Dufresne, however, is reluctant to talk about his own expansion plans for Du’s: “This isn’t, ‘Welcome to shop one of 738.’ The plan is to make one and make it great, and see how it goes.” That’s fair, but everything about the shop — the logo and color scheme designed by Dufresne’s sister-in-law Ridge Carpenter (the coffee cups feature the molecular symbol for caffeine); the very specific look of the round, puffy doughnuts; and the open, airy space — feels primed to scale, and like a conscious appeal to the kind of young food lovers that have become a driving force in the city’s food scene right now.
Dufresne doesn’t think the traditional fine-dining model is actually dead, and he’s got plenty of ideas for a full-scale restaurant, but he readily admits that this feels like a very good time to be in the doughnut business: “For me, at least, while I wait on the sidelines a little bit and see how that fleshes out, I can be here having a ton of fun.”
It is fun, and when the shop opens — the debut is currently slated for April 26 — it is easy to imagine throngs of people lining up to taste, and photograph, Dufresne’s doughnuts with a glass of coffee milk.

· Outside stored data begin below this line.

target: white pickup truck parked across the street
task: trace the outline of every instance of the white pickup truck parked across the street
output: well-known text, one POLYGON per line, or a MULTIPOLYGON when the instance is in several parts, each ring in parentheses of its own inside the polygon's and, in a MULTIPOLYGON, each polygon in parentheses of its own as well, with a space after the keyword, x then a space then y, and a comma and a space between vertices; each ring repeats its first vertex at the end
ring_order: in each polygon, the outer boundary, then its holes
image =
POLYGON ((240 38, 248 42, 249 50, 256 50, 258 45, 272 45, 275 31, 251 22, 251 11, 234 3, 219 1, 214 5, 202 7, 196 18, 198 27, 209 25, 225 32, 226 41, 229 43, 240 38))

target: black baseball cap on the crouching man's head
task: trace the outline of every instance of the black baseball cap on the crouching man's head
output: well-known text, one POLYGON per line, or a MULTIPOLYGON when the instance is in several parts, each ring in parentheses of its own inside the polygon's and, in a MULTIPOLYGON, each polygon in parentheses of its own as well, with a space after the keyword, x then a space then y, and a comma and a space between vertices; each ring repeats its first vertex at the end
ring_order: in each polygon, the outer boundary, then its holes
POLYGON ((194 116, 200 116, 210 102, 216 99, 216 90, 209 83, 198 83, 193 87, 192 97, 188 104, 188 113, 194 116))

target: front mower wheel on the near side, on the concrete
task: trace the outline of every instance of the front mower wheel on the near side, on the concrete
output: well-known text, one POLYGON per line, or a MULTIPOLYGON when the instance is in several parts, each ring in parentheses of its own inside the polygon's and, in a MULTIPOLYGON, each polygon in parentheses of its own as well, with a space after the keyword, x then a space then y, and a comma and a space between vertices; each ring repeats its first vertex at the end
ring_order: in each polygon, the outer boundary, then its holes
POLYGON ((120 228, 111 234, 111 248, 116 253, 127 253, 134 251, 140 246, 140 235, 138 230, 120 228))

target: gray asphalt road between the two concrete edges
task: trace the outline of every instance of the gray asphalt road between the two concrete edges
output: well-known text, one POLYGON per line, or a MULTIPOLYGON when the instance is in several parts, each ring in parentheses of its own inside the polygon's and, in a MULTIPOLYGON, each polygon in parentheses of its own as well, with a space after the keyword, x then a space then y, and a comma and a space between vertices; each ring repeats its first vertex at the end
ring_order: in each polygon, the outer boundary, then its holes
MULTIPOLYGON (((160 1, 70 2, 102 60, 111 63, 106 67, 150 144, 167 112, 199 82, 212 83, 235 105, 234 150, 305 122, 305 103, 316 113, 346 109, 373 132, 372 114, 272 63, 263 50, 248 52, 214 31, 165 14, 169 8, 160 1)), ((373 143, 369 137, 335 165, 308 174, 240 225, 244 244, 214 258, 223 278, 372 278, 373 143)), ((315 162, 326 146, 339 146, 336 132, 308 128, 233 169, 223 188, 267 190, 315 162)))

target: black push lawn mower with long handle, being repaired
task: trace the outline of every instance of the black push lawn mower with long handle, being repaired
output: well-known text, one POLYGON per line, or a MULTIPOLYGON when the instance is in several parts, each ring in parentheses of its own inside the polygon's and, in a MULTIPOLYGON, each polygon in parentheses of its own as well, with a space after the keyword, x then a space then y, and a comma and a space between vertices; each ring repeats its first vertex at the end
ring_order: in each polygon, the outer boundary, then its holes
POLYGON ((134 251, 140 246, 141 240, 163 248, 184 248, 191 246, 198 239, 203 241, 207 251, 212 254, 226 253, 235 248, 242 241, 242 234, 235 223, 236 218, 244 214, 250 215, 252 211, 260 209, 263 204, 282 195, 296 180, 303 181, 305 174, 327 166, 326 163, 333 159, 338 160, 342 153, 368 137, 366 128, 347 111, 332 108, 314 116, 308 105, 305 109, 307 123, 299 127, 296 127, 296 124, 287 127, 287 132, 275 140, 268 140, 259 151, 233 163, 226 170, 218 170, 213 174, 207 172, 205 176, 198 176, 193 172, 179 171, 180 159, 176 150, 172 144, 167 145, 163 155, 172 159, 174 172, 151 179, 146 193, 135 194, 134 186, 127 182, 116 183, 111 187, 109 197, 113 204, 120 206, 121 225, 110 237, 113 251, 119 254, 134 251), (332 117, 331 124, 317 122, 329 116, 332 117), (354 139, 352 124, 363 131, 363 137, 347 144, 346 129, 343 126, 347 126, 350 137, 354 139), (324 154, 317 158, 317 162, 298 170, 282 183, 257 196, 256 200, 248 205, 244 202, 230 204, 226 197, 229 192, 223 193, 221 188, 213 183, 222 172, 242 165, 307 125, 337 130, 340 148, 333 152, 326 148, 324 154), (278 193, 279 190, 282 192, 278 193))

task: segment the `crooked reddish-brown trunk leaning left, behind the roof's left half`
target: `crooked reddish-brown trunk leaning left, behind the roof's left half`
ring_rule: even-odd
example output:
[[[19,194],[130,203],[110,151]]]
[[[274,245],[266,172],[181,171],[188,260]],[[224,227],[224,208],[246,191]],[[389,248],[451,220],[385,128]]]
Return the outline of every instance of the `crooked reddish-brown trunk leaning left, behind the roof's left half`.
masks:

Other flavor ideas include peanut butter yuzu and pistachio pink lemonade. The s’mores flavor has been shelved in favor of Mexican hot chocolate and malted coffee varieties. Dufresne’s debating a PH doughnut based on Hermé’s macarons. He also wants to add cocktails a few nights a week, and loves the idea of an “Old-fashioned squared,” which is to say an old-fashioned (doughnut) paired with an Old Fashioned (drink). He mentions the possibility of doughnuts flavored to taste like daiquiris or Negronis, too. And he still needs to get that Creamsicle flavor just right. In doughnuts, really, the chef may have found a distinct vessel for boundless creativity.
“My daughters think it’s cool that I’m a chef,” Dufresne says, “but they think it’s amazing now that I have a doughnut shop.”